Bevacizumab is a recombinant humanized monoclonal immunoglobulin G that binds to the VEGF protein and prevents it from binding to its receptor, thereby exerting a neutralizing effect [
28]. HCC is an extensively vascularized solid tumor with immense dense microvessels owing to angiogenesis. Hence, targeting VEGF is a crucial step in preventing tumor angiogenesis. Adverse reactions associated with bevacizumab include hypertension, fatigue, and proteinuria [
28]. Bevacizumab can be used in combination with sorafenib to overcome these side-effects.

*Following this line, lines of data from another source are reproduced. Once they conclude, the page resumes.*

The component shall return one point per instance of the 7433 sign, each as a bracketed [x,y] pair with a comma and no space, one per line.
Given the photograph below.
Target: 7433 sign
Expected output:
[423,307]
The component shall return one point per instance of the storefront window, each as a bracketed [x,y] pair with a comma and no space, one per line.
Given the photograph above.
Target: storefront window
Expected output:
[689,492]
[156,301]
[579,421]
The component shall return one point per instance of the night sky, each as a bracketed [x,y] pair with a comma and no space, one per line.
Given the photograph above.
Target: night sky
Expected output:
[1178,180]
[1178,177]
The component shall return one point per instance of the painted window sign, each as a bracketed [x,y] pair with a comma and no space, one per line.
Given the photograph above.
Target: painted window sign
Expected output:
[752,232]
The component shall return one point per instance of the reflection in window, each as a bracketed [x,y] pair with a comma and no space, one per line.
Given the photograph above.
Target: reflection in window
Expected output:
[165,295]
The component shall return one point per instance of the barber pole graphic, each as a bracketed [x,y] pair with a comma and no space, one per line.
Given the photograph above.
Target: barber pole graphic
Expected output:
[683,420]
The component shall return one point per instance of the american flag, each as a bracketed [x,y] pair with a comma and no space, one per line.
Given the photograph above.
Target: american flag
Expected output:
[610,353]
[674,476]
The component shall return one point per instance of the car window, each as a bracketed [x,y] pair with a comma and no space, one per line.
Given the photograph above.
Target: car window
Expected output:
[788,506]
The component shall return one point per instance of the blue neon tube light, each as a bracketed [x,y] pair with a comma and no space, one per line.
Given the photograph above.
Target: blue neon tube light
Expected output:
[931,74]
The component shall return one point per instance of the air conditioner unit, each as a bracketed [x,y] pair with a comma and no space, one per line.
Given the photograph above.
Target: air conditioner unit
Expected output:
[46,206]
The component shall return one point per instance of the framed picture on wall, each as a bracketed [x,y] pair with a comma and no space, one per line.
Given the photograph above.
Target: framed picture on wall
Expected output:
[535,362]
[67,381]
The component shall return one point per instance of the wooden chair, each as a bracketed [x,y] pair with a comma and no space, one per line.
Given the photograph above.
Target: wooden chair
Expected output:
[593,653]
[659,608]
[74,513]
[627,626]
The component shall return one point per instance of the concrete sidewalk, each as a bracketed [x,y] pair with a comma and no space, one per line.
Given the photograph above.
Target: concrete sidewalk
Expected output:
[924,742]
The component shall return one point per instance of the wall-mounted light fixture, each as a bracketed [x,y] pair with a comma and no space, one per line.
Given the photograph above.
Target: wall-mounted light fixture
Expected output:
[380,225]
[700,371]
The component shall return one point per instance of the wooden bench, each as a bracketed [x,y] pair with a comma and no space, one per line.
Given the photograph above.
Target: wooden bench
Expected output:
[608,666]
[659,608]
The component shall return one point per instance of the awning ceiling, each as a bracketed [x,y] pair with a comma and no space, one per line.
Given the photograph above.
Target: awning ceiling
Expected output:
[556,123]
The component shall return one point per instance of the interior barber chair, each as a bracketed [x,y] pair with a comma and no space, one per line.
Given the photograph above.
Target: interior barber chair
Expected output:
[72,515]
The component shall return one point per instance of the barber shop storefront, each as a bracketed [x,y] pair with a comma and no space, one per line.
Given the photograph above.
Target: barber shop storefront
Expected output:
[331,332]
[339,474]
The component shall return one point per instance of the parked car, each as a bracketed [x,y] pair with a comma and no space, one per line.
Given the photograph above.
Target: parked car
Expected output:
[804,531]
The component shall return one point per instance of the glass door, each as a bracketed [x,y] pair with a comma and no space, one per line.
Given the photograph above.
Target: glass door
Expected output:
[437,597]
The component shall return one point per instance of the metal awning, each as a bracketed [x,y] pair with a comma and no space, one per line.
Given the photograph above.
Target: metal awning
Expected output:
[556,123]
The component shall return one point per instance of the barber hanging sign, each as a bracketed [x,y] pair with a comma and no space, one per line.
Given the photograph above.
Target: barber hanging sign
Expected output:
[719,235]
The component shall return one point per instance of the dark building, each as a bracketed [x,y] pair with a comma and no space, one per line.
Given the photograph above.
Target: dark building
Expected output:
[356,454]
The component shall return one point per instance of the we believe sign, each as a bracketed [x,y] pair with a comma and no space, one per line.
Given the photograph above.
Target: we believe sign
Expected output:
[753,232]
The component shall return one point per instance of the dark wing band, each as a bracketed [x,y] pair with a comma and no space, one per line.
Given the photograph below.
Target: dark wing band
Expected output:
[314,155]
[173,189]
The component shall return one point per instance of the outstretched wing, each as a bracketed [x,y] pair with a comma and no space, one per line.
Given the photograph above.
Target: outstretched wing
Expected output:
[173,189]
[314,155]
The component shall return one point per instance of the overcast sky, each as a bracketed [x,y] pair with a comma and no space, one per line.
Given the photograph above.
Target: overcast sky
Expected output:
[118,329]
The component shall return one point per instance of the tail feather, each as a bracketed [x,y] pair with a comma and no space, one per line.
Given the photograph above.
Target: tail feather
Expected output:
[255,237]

A previously published study reported portal vein tumor invasion in 30% of the Korean patients with HCC [
29]. A single-center Korean RCT reported that conventional transarterial chemoembolization (cTACE) with radiation therapy had better outcomes than sorafenib monotherapy in HCC patients with portal vein invasion. However, two other RCTs conducted in the Korean population revealed that sorafenib monotherapy did not result in survival gain compared to transarterial radioembolization (TARE) [
30,
31]. The study concluded that TARE, sorafenib, and cTACE did not result in any survival gains [
32].
Despite several drugs in the pharmaceutical market, HCC is a highly uncontrollable cancer with a tendency to metastasize to distant organs, including the lungs and stomach. Moreover, the gap between the etiology and genetic mutations contributes to poor treatment outcomes. The current boom in nanotechnology can provide new hope for the early intervention and treatment of HCC without any associated side-effects, as in the case of drugs. Nanotechnology offers alterations to several nanoparticles that have been widely implicated in biomedical research related to cancer therapeutics. Nanoparticles improve the accessibility of drugs to human cells and increase their metabolic tendency along with delayed and prolonged therapeutic action. Its modified surface area offers greater drug loading and mitigates the side-effects of drugs. Enhanced penetration and retention mechanisms, along with active targeting, exhibit highly specific targeted anticancer therapeutics. Owing to their low or negligible toxicity, enhanced biocompatibility, and biodegradability, anticancer nanoparticles have also been the focus of research. In addition to the aforementioned characteristics, such nanoparticles also exhibit antiinflammatory, antioxidant, and antiangiogenic effects, which are useful properties for use as anticancer therapeutics.